Last week, I felt like I had my game conceptually ready to go. All the data I needed was in my database, I'd chosen the elements. Now I wanted to create a whole lot of cards. So I requested a quick MVP: I would upload a blank template and draw boxes on it where I wanted bits of data inserted, and then with the click of a button a image would be generated that I could print out and slip into a card sleeve and use to prototype my game. I hit generate and went to clean my teeth. When I came back, it was ready.
It took me less than an hour to add a whole image editing, zone drawing template editor to map the rest of the data onto card templates, and then a template cloner, and adding icons dynamically based on data. Every feature required about 3-4 sentences for me to describe the requirements and parameters, I would hit Go and a few minutes later it was ready to test.
Would I run this code in production? No. But does it do a nearly 100% perfect job of obeying instructions, implementing requirements, and just working when it's done. Yes.
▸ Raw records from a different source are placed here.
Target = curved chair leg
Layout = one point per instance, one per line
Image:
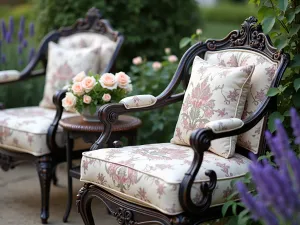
(83, 203)
(54, 177)
(44, 168)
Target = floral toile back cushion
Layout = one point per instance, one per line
(63, 65)
(214, 93)
(260, 83)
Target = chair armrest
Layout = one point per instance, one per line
(223, 125)
(51, 134)
(109, 113)
(9, 76)
(138, 101)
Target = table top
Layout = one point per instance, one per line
(76, 123)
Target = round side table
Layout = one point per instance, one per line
(75, 127)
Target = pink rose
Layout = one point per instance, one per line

Tonight I had an hour before bed to try and add a "Print" function to the app. I wanted to press a single button and for the app to generate all the cards based on the data in the database, put them all on a grid across as many pages as needed for printing at 600 dpi and then spit out a PDF. The AI did it in less than five minutes. I barely had time to watch some NBA highlights. This kind of functionality would have probably taken me a week to get right on my own. It did it in one shot. I didn't spend all night programming, I spent most of it taking a long walk along the beach with Vanessa as the sun slowly set.
Is there an AI bubble? It's a very hot question right now. I'm sure I'll come back to this one way or another, and this anecdote is not an answer to that. But the power of this technology is so potent it's impossible not to be impressed.
I downloaded the PDF and my game dream had come to life on my screen.
Now the question is, do I have any friends to play this game with? Or do I need to add a new feature to get the AI to play it as well...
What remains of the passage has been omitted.